FGFR1 overexpression promotes resistance to PI3K inhibitor alpelisib in luminal breast cancer cells through receptor tyrosine kinase signaling-mediated activation of the estrogen receptor

Abstract

Aim: Resistance to PI3K inhibitor alpelisib is an emerging challenge in breast cancer treatment. FGFR1 is frequently amplified in breast cancer. We investigated FGFR1 overexpression-mediated alpelisib resistance and its mechanism. Methods: CCK-8, colony formation, and cell cycle assays assessed FGFR1 overexpression-induced alpelisib resistance in MCF-7 and T47D cells. FGFR1 siRNA knockdown validated FGFR1's role. Akt, Erk, and ER signaling were analyzed by Western blot. Synergistic effects of alpelisib with AZD4547 and fulvestrant were evaluated using the combination index. Results: FGFR1 overexpression conferred alpelisib resistance in MCF-7 and T47D cells, evidenced by increased viability, colony formation, and S-phase accumulation post alpelisib treatment. Knockdown of FGFR1 reverse alpelisib resistance in FGFR1 overexpressing MCF-7 and T47D cells.
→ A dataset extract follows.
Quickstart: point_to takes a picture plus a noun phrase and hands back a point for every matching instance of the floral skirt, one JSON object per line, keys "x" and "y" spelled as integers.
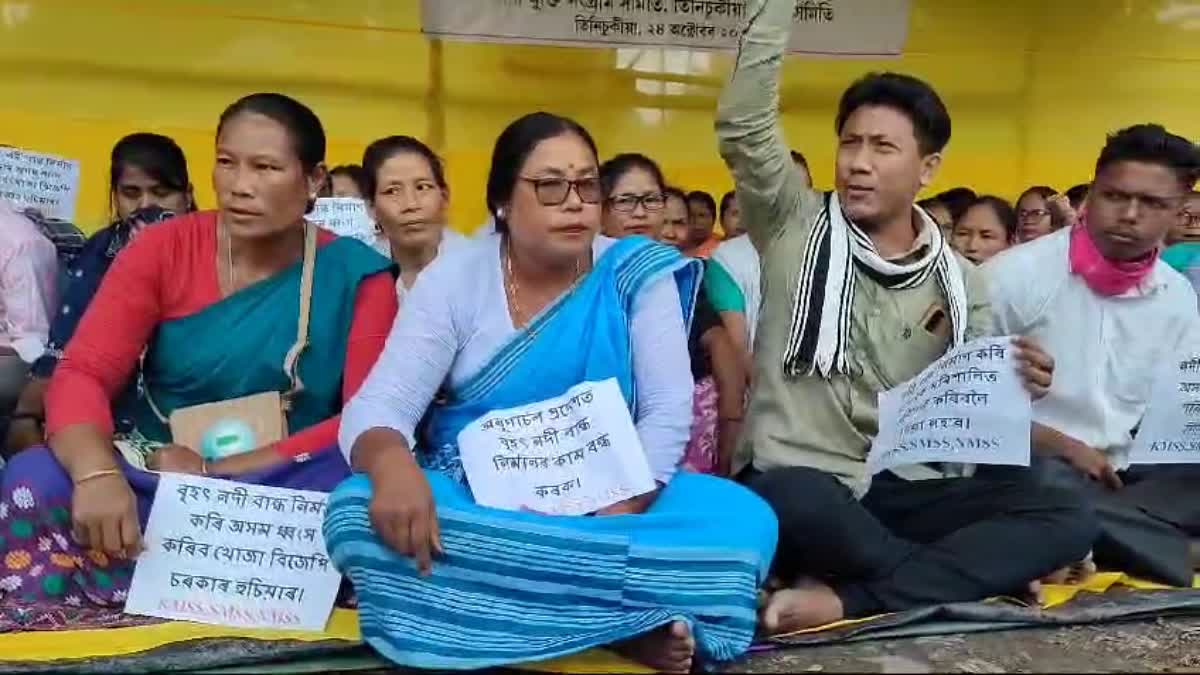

Resistance correlated with sustained activation of Akt and Erk1/2 pathways (p-Akt, p-Erk1/2, p-S6K, p-Rb) and attenuated suppression of ERα phosphorylation (S118/S167), highlighting RTK-ER crosstalk. Combining alpelisib with AZD4547 synergistically inhibited growth and suppressed both RTK signaling and ERα phosphorylation. While alpelisib-fulvestrant was effective, adding AZD4547 further enhanced inhibition, supporting triple therapy to overcome resistance. Conclusion: Our findings establish FGFR1 as a key mediator of alpelisib resistance in ER+ breast cancer. Combining FGFR1 inhibitors with alpelisib-based therapies offers a viable approach for FGFR1-overexpressing tumors.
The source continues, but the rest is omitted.